Confronting Evil

I can’t tell you the number of times, in the last decade, that I’ve been told to not talk about things that matter, to shut up, to stop commenting and posting (on my own wall and in my own groups!). That I’ve been expected to tip-toe around evil and ignore it like it’s not there. That I’ve been told the way to keep harmony and peace is to ignore disharmony and hate. I’m not going to even pretend to play that game anymore. The violent insurrection of January 6th, and the hatred, extremism, and “Big Lie” that led up to it, are evil. Racism is evil. Sexism is evil. Bigotry is evil. Greed and dishonesty and corruption are evil. And to pretend otherwise is evil.

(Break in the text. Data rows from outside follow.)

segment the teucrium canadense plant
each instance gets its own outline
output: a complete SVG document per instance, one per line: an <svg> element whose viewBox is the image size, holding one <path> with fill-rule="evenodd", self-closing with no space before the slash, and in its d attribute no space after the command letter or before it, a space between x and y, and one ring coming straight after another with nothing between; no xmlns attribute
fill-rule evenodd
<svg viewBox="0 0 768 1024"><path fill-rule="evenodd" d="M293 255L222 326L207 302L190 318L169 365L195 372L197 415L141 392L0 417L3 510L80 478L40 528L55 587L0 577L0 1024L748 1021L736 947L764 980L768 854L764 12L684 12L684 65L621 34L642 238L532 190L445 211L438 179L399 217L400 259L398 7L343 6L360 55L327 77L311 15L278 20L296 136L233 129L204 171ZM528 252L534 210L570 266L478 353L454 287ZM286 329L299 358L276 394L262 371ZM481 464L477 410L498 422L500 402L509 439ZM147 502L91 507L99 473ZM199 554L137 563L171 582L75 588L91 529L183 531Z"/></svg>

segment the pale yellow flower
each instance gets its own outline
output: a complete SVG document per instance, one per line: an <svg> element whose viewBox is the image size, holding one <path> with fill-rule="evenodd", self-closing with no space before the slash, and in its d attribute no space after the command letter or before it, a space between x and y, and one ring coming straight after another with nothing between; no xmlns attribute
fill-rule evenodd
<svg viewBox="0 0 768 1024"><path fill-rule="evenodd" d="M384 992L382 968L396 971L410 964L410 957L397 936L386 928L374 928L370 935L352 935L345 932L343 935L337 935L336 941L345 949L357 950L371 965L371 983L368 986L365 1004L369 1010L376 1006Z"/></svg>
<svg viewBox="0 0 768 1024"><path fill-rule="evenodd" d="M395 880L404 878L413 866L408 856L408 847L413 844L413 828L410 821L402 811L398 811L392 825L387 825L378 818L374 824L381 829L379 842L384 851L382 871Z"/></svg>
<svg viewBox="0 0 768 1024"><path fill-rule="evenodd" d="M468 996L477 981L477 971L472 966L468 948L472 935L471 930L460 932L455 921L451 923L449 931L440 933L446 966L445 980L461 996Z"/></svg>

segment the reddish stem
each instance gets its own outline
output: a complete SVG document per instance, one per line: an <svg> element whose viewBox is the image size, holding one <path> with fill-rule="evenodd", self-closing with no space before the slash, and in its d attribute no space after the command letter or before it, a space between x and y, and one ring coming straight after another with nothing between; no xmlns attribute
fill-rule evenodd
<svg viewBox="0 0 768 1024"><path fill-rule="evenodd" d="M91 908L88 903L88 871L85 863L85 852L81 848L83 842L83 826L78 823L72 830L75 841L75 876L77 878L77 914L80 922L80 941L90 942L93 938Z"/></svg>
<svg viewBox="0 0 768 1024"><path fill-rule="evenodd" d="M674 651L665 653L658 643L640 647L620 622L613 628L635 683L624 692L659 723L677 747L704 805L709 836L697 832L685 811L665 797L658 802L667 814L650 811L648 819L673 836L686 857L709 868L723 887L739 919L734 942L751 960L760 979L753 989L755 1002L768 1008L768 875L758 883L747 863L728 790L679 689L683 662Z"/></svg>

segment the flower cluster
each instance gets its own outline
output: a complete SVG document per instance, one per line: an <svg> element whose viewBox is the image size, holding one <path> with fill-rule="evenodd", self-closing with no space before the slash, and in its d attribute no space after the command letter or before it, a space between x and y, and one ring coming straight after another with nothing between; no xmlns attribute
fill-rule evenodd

We aren’t going to heal our world until we recognize the evil, strip off its mask, and expose it for what it is.
-Karen Molenaar Terrell

“A sinner is not reformed merely by assuring him that he cannot be a sinner because there is no sin. To put down the claim of sin, you must detect it, remove the mask, point out the illusion, and thus get the victory over sin and so prove its unreality.”…“If you venture upon the quiet surface of error and are in sympathy with error, what is there to disturb the waters? What is there to strip off error’s disguise?”…“Though error hides behind a lie, and excuses guilt, error cannot forever be concealed. Truth, through her eternal laws, unveils error. Truth causes sin to betray itself, and sets upon error the mark of the beast. Even the disposition to excuse guilt or to conceal it is punished. The avoidance of justice and the denial of truth tend to perpetuate sin, invoke crime, jeopardize self-control, and mock divine mercy.”
-Mary Baker Eddy
, Science and Health with Key to the Scriptures

 “Many are willing to open the eyes of the people to the power of good resident in divine Mind, but they are not so willing to point out the evil in human thought, and expose evil’s hidden mental ways of accomplishing iniquity. Why this backwardness, since exposure is necessary to ensure the avoidance of evil? Because people like you better when you tell them their virtues than when you tell them their vices.”